In 1946, a young Polish man who had been kidnapped at
16 and forced to work in Germany throughout World War II wrote movingly about
his postwar experience in a camp for displaced persons. "Is there really
much difference between 'now' and 'before'?" he asked. "I was a
number. I am a number. I was called 'Polish Dog.' [Now] I am called 'Wretched
Pole.' Despised by the Master Race Germans—rejected by the Master Race English.
I hated the Germans before—I hate the English now."

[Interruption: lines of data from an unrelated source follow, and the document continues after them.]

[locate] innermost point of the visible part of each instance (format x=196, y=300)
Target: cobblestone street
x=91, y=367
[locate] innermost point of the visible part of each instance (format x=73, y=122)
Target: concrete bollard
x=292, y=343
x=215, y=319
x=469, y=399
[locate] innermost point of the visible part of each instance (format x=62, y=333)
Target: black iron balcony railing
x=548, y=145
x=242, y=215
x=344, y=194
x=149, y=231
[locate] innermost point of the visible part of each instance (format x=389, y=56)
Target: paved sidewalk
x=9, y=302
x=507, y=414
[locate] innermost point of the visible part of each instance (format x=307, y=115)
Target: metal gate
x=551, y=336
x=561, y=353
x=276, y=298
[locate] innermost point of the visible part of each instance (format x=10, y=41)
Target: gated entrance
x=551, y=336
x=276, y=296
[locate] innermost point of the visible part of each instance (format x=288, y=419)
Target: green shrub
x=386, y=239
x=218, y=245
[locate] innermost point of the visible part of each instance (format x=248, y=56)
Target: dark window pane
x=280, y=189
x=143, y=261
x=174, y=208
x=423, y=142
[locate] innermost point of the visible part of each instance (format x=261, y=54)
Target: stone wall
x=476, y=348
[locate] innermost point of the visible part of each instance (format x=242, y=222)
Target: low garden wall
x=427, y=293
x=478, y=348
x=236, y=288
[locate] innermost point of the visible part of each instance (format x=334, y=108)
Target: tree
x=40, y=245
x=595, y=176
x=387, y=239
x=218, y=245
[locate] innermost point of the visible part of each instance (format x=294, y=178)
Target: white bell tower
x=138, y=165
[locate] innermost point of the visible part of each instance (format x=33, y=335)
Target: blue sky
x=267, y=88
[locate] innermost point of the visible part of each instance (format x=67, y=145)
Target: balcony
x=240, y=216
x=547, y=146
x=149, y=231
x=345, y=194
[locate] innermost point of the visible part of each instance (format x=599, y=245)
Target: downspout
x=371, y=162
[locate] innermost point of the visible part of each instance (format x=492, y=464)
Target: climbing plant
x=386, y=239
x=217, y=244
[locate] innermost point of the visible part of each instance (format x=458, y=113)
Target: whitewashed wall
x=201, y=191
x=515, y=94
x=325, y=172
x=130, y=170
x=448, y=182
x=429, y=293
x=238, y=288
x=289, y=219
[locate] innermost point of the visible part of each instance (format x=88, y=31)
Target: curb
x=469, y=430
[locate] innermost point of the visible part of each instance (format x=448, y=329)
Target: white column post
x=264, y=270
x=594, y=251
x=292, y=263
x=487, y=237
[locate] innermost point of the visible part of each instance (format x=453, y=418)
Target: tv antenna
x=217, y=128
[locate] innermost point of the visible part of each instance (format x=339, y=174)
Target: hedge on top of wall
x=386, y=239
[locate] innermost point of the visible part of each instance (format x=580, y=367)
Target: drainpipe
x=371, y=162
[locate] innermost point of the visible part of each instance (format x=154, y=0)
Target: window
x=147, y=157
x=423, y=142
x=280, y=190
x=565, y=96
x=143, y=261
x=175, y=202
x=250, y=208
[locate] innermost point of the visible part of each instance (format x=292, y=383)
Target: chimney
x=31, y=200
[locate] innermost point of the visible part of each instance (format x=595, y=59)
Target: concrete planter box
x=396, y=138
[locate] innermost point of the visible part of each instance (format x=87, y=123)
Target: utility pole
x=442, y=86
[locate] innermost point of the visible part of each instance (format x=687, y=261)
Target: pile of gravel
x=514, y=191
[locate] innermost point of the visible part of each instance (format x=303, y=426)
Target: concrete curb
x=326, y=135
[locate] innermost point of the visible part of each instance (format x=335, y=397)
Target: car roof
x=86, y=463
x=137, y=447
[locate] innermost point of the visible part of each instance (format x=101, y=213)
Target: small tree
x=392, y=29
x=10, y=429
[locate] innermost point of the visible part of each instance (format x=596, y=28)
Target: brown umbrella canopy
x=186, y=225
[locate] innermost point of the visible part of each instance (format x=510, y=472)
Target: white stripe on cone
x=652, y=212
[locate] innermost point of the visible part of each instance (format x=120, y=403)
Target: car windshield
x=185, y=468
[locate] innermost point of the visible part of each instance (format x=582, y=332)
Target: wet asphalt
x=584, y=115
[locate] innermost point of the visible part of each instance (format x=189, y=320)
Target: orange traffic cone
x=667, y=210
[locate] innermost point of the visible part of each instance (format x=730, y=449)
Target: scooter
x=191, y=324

For many, the end of the war meant the beginning of
a different kind of hell. In The Long Road Home, historian Ben Shephard tells the neglected story
of the refugee crisis the Allies faced when, at war's end, millions of
displaced persons—among them prisoners of war, slave laborers, and survivors of
concentration camps—had to be repatriated to their homelands or resettled
somewhere else. Much of the work was done by the United Nations Relief and
Rehabilitation Administration, which, despite poor management, numbing
bureaucracy, and rampant corruption, managed to work with the military and achieve
a measure of success.
Shephard's primary focus is the million-plus people
with "diverse and complicated wartime histories" who spent years in
German Displaced Persons (DP) camps, refusing to return to their home
countries. The author is particularly adept at describing the brutal political
calculations of the period. Russian POWs who'd been forced to fight for Germany
didn't want to be handed back to their own government—"Stalin himself had
declared, 'We have no prisoners, only traitors'"—but early on the Allies
forcibly repatriated them in order to ensure that the Soviets would return the
50,000 British and American POWs that the Red Army had liberated from German
camps. Russia also demanded the repatriation of Estonians, Latvians,
Lithuanians, Poles, and Ukrainians who had not been Soviets before the war but
who now were, according to the redrawn borders. With the Cold War escalating,
the Allies began to "quietly ignore" Soviet demands that they
repatriate those who were, in the words of one general, "violently opposed
to returning to Russia."
While the concept of the Holocaust did not yet exist, it
was immediately clear that the Jews constituted a special case. Surviving Jews
refused repatriation to the countries whose populations had participated in
their extermination, demanding to be placed in their own camps. Most Jewish DPs
declared that they wanted to go to Palestine, and militant Zionists used the
remaining Jews of Europe as symbolic support for their cause, even going so far
as to try to prevent their resettlement elsewhere so as not to dilute pressure
to establish a Jewish state.
In addition to addressing the politics of the
period, Shephard, a scrupulous researcher, creates a feel for everyday life in
the camps. Camp economies were run by the black market, with the cigarette the "dominant
unit of economic exchange." DPs had to learn to work the underground
system in order to get by; as Shephard observes, "anyone who adhered to
the old prewar moral code would not survive long in a DP camp." Many
escaped the monotony of camp life through drinking and sex. An UNRRA worker
stationed at the Wildflecken DP Camp in Bavaria noted ruefully that even the
girl who played the Virgin Mary in the camp's "Holy Manger" Christmas
show had tested positive for gonorrhea.
By the early 1950s, most remaining DPs were
resettled in Western Europe, the United States, Canada, Australia, and South
America as other nations began to see them as a ready labor pool. Countries
jockeyed to get the "best" immigrant types, with the Baltic DPs being
particularly sought after. Shephard argues that the story of this refugee
crisis has been largely untold because it's seen as an interlude, overshadowed
by such massive historical events as World War II, the Cold War, and the Holocaust.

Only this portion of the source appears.